Because the Philadelphia Phillies do their spring training in Clearwater. Fla., it has been the custom of the Clearwater Chamber of Commerce to sponsor an annual trip to Philadelphia to root for the home team.

This year, though, the Phillies are in last place in the National League's Eastern Division, trailing Pittsburgh by a score or more of games. And despite the chamber's willingness to foot expenses, only two city commissioners expressed interest in the trip, scheduled vaguely for some time in August.

Mayor H. Everett Hougen stepped in, urging city officials to sign up for the pilgrimage. "God knows the Phillies need all the help they can get," he observed.

But the mayor isn't going, either.

"I doubt the effectiveness of it," he said.

THE OWL AND THE PUSSYCAT
A New York City man who has a summer place in Connecticut took his city-bred tomcat with him when he went off recently for his vacation. He soon noticed a large horned owl hanging around, but aside from having a persistent feeling that someone was watching him he did not think much about it. Then one night he heard a screech, a yowl, the sounds of a brawl, and he thought, "Good Lord, the cat has caught the owl." Apprehensive about what his conservationist friends would have to say if he turned up with a mangled owl carcass, he ran outside to stop the bout. And there in the dim light he saw the owl spread its great wings and fly off, its talons clutching the now moribund cat.

VOCATION

Rice University recently conferred a Ph.D. in mathematics on Bob Etter, who previously had won the campus badminton tournament, played quarterback, receiver and defensive back on the championship touch-football team, played basketball, baseball, softball, tennis and championship bridge. Besides that, he taught calculus.

With this kind of background Etter is doing what any other sound-thinking Ph.D. would do. He has signed once more to kick field goals for the Atlanta Falcons.

THE PRECOCIOUS MUSTACHE

As the father of a 12-year-old long-haired boy playing on a Lunada Bay Little League Tournament team, H. E. McDonald of Palos Verdes Peninsula, has been studying the "appearance and grooming code" of the California State and Western Regional Tournament.

It states, sensibly, that "hair, regardless of length, must be well groomed" and thinned out sufficiently so that a safety helmet will fit snugly on the head. But then it adds:

"No part of the mustache will extend over the mouth."'

"Nothing, in my opinion." says McDonald, "is more disgusting than a 12-year-old boy with a mustache hanging down over his mouth...."

MOUNTIES GET THEIR CAMERA

While on a fishing trip in the Northwest Territories last year, Per Sandsmark of New York City mislaid a $300 camera. Instead of reporting the loss, he just wrote it off.

Recently Sandsmark got a letter from the Royal Canadian Mounted Police. They asked if he had lost a camera.

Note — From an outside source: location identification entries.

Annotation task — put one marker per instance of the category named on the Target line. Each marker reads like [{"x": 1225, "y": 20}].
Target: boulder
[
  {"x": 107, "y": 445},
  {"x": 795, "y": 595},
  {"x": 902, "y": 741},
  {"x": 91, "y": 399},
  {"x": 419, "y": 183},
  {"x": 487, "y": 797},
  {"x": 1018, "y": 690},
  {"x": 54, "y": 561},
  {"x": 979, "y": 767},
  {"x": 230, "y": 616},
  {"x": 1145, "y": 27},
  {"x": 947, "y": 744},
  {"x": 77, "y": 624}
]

The Mounties had found the camera. developed the film and on one of the pictures spotted the registration of the seaplane Sandsmark had rented. The Mounties asked the bush pilot for the name of his passenger. End of manhunt.

ILLUSTRATION

THEY SAID IT

•Muhammad Ali, on Floyd Patterson, whom he fights Aug. 28, with tongue in check: "He's such a nice guy I even let him call me Mr. Clay."

•Walter Hildebrand, 79, of Kansas City, Mo., who bought his first motorcycle in 1909: "It's not like it used to be. You can't outrun the police with their helicopters and radar and all."

•John Mooney, Salt Lake City Tribune sports editor, on the questionable delights of a summer vacation in Wyoming: "If summer falls on a Sunday they have a picnic."